Under previous GAAP, interest free loans given by Parent to its subsidiaries are not required to be fair valued on initial recognition and hence these were recognised at the amount of loan given. Under Ind AS, such loans are measured at fair value on initial recognition basis discounting at market interest rates and the difference is accounted as investment in respective subsidiary. The consequent unwinding of discounted fair value is recognised as interest income in the statement of profit and loss with the corresponding increase in loans.

6. Derivatives

Under previous GAAP derivative contracts are measured at fair value at each balance sheet date with the changes over the previous carrying amount being recognised in the statement of profit and loss, but recognition of increase in the fair value is restricted only to the extent it represents any subsequent reversal of previously recognised losses. Under Ind AS, the entire changes the fair values of derivative contracts are recognised in statement of profit and loss in the year of change.

7. Investments

Under previous GAAP, current investments were measured at lower of cost or fair value. Under Ind AS, these financial assets are classified as FVTPL and the changes in fair value are recognised in statement of profit and loss. On the transition date, these financial assets have been measured at their fair value which is higher than its cost as per previous GAAP, resulting in an increase in carrying value of the investments with corresponding increase being recognised in equity.

8. Proposed dividend

Under previous GAAP, dividend on equity shares recommended by the board of directors (‘proposed dividend') was recognised as a liability in the financial statements in the period to which it relates. Under Ind AS, such dividend is recognised as a liability when approved by the shareholders in the general meeting. The Company accordingly, has de-recognised the proposed dividend liability with the corresponding increase being recognised in equity.

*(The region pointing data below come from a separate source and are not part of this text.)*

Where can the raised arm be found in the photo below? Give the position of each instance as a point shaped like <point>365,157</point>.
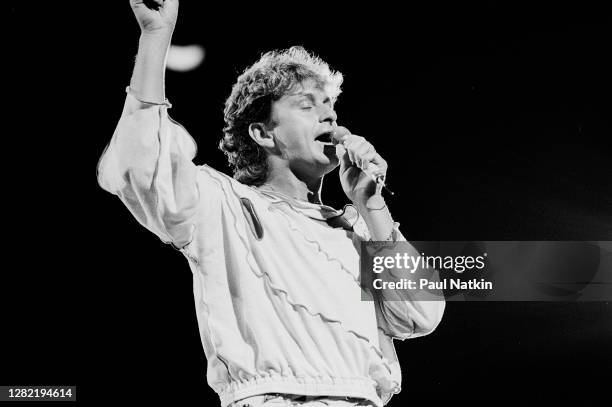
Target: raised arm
<point>157,20</point>
<point>148,162</point>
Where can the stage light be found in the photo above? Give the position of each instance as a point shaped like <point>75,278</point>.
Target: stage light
<point>182,58</point>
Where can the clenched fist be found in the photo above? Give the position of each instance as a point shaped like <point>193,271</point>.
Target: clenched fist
<point>155,16</point>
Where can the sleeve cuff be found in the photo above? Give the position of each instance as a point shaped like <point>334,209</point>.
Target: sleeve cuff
<point>130,91</point>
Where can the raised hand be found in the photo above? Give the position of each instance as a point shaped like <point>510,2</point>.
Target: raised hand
<point>155,16</point>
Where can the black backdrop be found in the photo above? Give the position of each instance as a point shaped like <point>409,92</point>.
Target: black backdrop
<point>495,119</point>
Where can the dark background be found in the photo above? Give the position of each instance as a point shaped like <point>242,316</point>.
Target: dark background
<point>494,117</point>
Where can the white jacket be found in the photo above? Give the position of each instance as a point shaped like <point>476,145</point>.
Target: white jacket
<point>276,289</point>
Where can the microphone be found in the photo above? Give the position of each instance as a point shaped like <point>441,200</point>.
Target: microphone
<point>371,168</point>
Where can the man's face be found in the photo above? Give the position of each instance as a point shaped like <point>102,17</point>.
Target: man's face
<point>302,123</point>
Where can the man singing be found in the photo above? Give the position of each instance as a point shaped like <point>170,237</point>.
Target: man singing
<point>276,272</point>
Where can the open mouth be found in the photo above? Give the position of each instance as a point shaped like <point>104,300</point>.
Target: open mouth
<point>325,138</point>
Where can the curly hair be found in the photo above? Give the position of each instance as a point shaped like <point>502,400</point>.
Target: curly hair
<point>264,82</point>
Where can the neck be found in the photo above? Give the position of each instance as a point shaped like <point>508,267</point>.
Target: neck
<point>287,183</point>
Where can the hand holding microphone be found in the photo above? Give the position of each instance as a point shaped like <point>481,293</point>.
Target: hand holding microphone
<point>361,154</point>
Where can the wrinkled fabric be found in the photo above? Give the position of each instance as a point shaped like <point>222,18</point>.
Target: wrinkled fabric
<point>276,288</point>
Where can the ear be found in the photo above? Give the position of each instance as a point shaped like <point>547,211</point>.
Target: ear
<point>261,135</point>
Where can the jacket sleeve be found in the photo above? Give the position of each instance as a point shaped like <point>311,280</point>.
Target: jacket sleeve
<point>148,165</point>
<point>403,316</point>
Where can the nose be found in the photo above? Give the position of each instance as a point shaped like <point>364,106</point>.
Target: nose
<point>328,114</point>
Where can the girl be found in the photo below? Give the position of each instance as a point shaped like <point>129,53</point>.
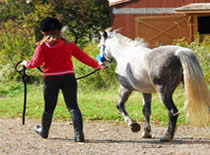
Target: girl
<point>54,52</point>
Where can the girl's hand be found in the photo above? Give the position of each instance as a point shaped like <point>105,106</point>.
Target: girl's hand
<point>24,63</point>
<point>101,67</point>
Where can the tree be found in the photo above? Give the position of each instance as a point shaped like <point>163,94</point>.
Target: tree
<point>84,18</point>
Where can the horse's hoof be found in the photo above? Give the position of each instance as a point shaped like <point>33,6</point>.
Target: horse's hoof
<point>165,139</point>
<point>135,127</point>
<point>146,135</point>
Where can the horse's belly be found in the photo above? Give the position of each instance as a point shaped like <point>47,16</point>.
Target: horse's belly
<point>138,85</point>
<point>145,88</point>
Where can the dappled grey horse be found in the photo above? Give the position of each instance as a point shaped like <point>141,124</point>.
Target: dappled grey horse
<point>159,70</point>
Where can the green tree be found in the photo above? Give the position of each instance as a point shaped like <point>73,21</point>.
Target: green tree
<point>84,18</point>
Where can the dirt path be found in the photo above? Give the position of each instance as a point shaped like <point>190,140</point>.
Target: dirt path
<point>101,138</point>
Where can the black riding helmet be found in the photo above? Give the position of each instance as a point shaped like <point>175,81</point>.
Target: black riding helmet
<point>50,24</point>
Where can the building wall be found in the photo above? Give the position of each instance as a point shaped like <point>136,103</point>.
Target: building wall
<point>124,15</point>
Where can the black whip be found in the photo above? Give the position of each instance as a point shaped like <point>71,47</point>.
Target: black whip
<point>25,79</point>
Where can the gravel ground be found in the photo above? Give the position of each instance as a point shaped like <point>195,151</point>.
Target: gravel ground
<point>102,138</point>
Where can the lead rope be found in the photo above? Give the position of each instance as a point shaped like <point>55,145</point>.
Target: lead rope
<point>84,76</point>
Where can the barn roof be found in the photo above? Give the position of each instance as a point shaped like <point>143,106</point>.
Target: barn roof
<point>194,8</point>
<point>115,2</point>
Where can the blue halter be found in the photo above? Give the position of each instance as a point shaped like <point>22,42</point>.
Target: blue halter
<point>101,58</point>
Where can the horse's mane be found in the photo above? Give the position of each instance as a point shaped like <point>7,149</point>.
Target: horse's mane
<point>130,42</point>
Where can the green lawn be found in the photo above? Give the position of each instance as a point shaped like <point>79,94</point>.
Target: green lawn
<point>94,104</point>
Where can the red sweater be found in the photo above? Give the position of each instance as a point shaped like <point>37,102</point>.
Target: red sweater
<point>56,59</point>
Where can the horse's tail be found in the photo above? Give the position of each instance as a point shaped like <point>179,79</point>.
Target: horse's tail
<point>197,97</point>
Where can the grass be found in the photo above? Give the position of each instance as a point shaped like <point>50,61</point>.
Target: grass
<point>97,104</point>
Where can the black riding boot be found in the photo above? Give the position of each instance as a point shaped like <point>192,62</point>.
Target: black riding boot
<point>78,125</point>
<point>46,122</point>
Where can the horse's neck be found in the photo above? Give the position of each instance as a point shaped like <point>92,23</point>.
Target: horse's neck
<point>129,53</point>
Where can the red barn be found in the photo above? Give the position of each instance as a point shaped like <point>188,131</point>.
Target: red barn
<point>161,21</point>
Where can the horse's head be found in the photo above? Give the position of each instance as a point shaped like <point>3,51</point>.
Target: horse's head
<point>104,47</point>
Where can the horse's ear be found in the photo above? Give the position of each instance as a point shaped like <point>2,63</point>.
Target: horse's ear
<point>105,35</point>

9. Remeasurement differences

Under previous GAAP, there was no concept of other comprehensive income and hence, previous GAAP profit is reconciled to total comprehensive income as per Ind AS. Under previous GAAP, the remeasurements of the net defined benefit liability were recognised in the statement of profit and loss. Under Ind AS, the said remeasurement differences net of the related tax impact are recognised in other comprehensive income.

10. Deferred Taxes

Under Ind AS, the Company has recognised the consequential deferred tax implications on the impact on account of adjustments explained above.

IV. Explanation of material adjustments to Statement of Cash Flows

There were no material differences between the statement of cash flows presented under Ind AS and the previous GAAP except due to various re-classification adjustments recorded under Ind AS and difference in the definition of cash and cash equivalents under these two GAAPs.